Especially one case (A3) with good general condition but low visual function and low CRT values suggests a variable course of retinal degeneration in non-classical CLN2 patients. A correlation or dependence on a specific mutation, age, enzyme activity or other characteristics could not be verified by the presented study, due to a limited number of included individuals of the orphan disease. A consistent phenotype at a certain time point could not be observed. In order to identify potential clinical factors influencing the ocular disease course, upcoming clinical studies are essential. As our cohort of classical patients (28 patients; manuscript under review) does not show any benefit of intracerebroventricular treatment, we do not expect any treatment effect on the retinal status in non-classical CLN2 disease.
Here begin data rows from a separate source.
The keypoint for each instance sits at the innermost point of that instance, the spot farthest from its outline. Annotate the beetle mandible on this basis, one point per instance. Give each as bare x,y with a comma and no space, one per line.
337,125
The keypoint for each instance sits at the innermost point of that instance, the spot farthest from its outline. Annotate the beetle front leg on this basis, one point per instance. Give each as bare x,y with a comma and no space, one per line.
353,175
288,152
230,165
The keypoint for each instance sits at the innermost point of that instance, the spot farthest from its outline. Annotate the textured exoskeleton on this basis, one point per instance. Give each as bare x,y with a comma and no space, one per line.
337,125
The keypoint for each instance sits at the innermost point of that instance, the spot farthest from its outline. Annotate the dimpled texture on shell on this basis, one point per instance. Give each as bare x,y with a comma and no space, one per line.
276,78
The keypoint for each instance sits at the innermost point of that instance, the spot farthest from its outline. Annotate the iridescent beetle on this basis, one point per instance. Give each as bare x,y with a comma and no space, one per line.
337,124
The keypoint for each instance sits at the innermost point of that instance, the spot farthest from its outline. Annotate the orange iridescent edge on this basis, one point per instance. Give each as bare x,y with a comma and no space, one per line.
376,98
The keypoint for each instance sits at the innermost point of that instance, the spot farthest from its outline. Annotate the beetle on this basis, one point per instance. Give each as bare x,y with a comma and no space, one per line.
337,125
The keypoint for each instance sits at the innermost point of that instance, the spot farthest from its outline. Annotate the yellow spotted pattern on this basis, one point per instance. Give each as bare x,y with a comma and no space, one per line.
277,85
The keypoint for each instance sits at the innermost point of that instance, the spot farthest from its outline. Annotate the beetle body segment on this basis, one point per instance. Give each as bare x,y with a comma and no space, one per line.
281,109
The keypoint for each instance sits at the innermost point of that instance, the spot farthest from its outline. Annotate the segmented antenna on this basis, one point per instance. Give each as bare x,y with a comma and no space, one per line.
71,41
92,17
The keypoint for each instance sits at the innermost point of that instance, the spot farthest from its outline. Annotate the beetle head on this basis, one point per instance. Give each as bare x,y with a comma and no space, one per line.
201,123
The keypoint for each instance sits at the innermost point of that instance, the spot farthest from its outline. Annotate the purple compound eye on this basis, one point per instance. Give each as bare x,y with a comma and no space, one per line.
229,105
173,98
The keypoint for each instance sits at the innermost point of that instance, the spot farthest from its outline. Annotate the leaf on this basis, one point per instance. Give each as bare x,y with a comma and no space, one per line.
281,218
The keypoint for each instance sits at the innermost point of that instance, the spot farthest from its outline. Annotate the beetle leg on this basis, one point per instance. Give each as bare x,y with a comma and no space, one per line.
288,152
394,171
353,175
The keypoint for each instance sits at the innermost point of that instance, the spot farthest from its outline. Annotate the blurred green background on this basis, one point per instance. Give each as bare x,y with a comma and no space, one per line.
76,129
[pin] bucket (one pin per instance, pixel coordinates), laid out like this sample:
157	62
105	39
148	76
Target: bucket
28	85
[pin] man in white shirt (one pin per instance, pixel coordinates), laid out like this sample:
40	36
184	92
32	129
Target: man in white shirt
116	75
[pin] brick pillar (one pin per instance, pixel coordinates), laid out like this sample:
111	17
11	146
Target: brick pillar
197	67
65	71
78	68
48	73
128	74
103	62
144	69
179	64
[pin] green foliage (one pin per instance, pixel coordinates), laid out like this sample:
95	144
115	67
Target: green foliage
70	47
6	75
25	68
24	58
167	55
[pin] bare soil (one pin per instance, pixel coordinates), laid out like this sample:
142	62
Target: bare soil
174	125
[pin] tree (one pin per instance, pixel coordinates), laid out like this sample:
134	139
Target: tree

Although patients with non-classical CLN2 disease course may benefit from upcoming therapy approaches targeting the retinal degeneration, it is difficult to identify ocular affected patients and the age of onset of the retinal involvement. As a consequence of the latter case, we highly advocate routine ophthalmic visits in CLN2 patients to precisely document the ocular status. In contrast to classic late-infantile CLN2 patients, non-classical CLN2 patients are routinely capable to perform visual functions test and OCT imaging.